Onverminderd de eerste alinea mag een merkteken met vermelding van het gewicht van het geslachte dier of met andere gewenst geachte vermeldingen op het geslachte varken worden aangebracht.

2. In afwijking van lid 1 mogen de Lid-Staten bepalen dat geslachte varkens niet worden gemerkt indien een verklaring wordt opgesteld met voor elk geslacht dier ten minste:

- de identificatie,

- het warm geslacht gewicht, en

- het geraamde aandeel mager vlees.

Deze verklaring moet vier weken worden bewaard en op de datum van opstelling als origineel worden gewaarmerkt door een met deze controlefunctie belaste persoon.

Om zonder verdere verwerking in een andere Lid-Staat te worden verhandeld moeten de geslachte dieren echter worden gemerkt volgens de in artikel 3 vastgestelde passende klasse-aanduiding of volgens het percentage dat het aandeel mager vlees weergeeft.

3. Onverminderd artikel 2, lid 1, tweede alinea, mag van het geslachte dier geen vetweefsel, spierweefsel of ander weefsel worden weggenomen voordat het dier is gewogen, ingedeeld en gemerkt.

Artikel 5

1. De toepassingsbepalingen van deze verordening, en met name die van artikel 2, betreffende:

- de omrekening van verschillende aanbiedingsvormen in een standaardaanbiedingsvorm van de geslachte dieren,

- de omrekening van warm geslacht gewicht naar koud geslacht gewicht, en

- de voorwaarden voor de toelating van de indelingsmethoden,

worden vastgesteld volgens de procedure van artikel 24 van Verordening (EEG) nr. 2759/75.

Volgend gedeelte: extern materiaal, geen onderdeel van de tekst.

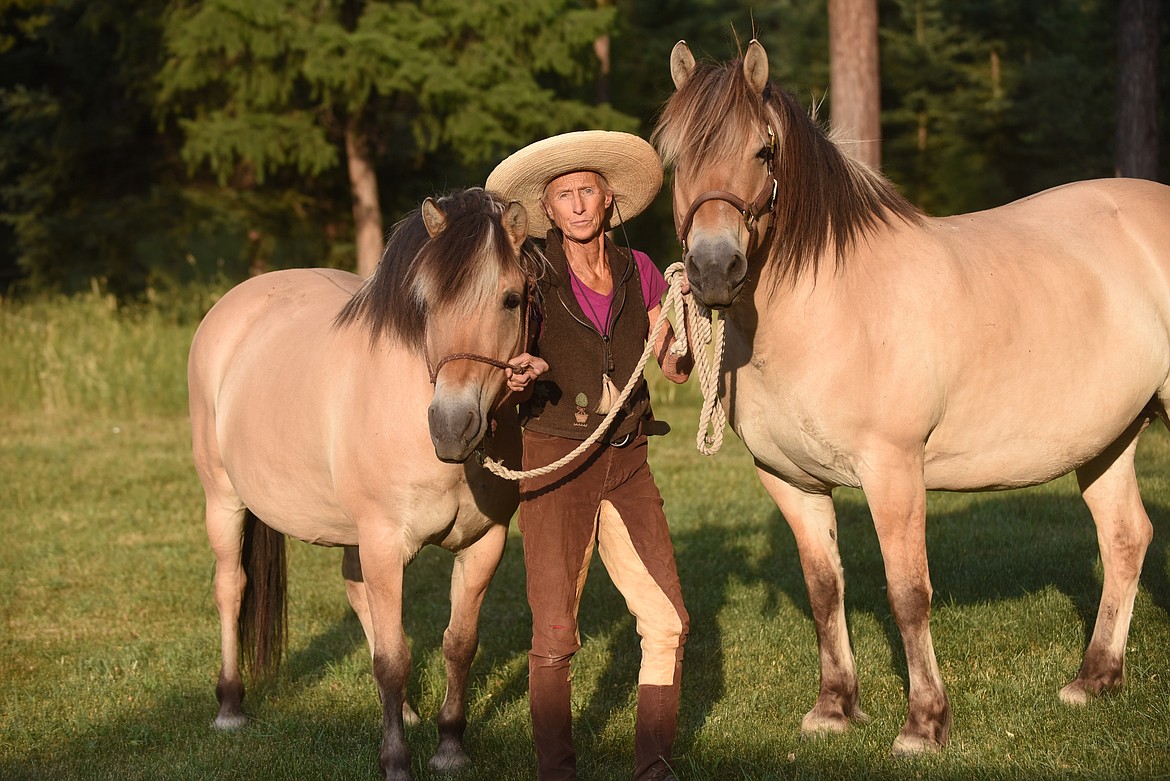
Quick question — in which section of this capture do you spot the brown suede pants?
[519,431,689,781]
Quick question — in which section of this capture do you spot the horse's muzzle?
[427,398,487,464]
[683,241,748,309]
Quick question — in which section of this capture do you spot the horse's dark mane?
[652,50,922,278]
[333,187,546,350]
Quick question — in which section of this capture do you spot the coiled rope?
[483,263,727,481]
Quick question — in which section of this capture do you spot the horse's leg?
[342,545,419,726]
[431,525,508,770]
[207,493,248,731]
[1060,417,1154,705]
[862,450,951,754]
[757,466,868,735]
[359,537,411,781]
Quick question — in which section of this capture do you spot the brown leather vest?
[519,230,651,441]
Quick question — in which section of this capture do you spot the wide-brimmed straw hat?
[486,130,662,237]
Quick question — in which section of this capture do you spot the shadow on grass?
[20,492,1170,781]
[761,491,1170,701]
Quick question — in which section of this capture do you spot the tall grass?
[0,284,220,417]
[0,292,1170,781]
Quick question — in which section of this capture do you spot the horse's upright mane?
[333,187,544,350]
[652,51,922,277]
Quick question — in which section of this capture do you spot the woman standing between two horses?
[487,131,690,781]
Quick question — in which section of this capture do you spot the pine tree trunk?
[828,0,881,168]
[1116,0,1159,179]
[593,0,613,105]
[345,117,383,277]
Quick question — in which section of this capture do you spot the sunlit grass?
[0,297,1170,781]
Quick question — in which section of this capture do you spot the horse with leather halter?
[188,189,544,780]
[653,41,1170,753]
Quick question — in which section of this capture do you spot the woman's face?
[543,171,613,243]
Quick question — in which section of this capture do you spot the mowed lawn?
[0,295,1170,781]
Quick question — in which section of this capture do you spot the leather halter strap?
[679,125,780,251]
[422,276,536,385]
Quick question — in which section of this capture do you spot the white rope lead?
[483,263,727,481]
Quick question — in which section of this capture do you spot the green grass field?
[0,293,1170,781]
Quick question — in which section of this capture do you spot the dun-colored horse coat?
[654,41,1170,753]
[188,189,543,780]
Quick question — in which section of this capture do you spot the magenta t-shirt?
[569,249,666,333]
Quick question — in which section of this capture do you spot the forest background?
[0,0,1170,301]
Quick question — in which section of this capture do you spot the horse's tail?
[240,510,288,678]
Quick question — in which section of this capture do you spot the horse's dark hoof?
[212,713,248,732]
[427,746,472,773]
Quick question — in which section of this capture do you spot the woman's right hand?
[504,353,549,393]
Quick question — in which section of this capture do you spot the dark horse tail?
[240,510,288,678]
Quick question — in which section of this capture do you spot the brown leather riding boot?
[528,656,577,781]
[634,669,680,781]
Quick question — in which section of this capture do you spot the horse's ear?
[503,201,528,248]
[743,39,768,92]
[422,198,447,239]
[670,41,695,89]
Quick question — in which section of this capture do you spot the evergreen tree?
[160,0,632,272]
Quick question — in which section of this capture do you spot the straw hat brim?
[486,130,662,237]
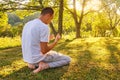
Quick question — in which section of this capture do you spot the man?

2. De in artikel 2, lid 1, tweede alinea, en lid 3, tweede alinea, bedoelde toelating wordt verleend volgens de procedure van artikel 24 van Verordening (EEG) nr. 2759/75.

Artikel 6

Verordening (EEG) nr. 2760/75 wordt ingetrokken.

Tot en met 31 december 1988 mogen de Lid-Staten evenwel, in plaats van het indelingsschema van deze verordening, het indelingsschema voor geslachte varkens dat is vastgesteld in de in de eerste alinea bedoelde verordening, blijven toepassen.

Artikel 7

Deze verordening treedt in werking op 1 januari 1985.

Deze verordening is verbindend in al haar onderdelen en is rechtstreeks toepasselijk in elke Lid-Staat.

Gedaan te Brussel, 13 november 1984.

Voor de Raad

De Voorzitter

A. DEASY

(1) PB nr. L 282 van 1. 11. 1975, blz. 1.

(2) PB nr. L 307 van 18. 11. 1980, blz. 5.

(3) PB nr. L 282 van 1. 11. 1975, blz. 10.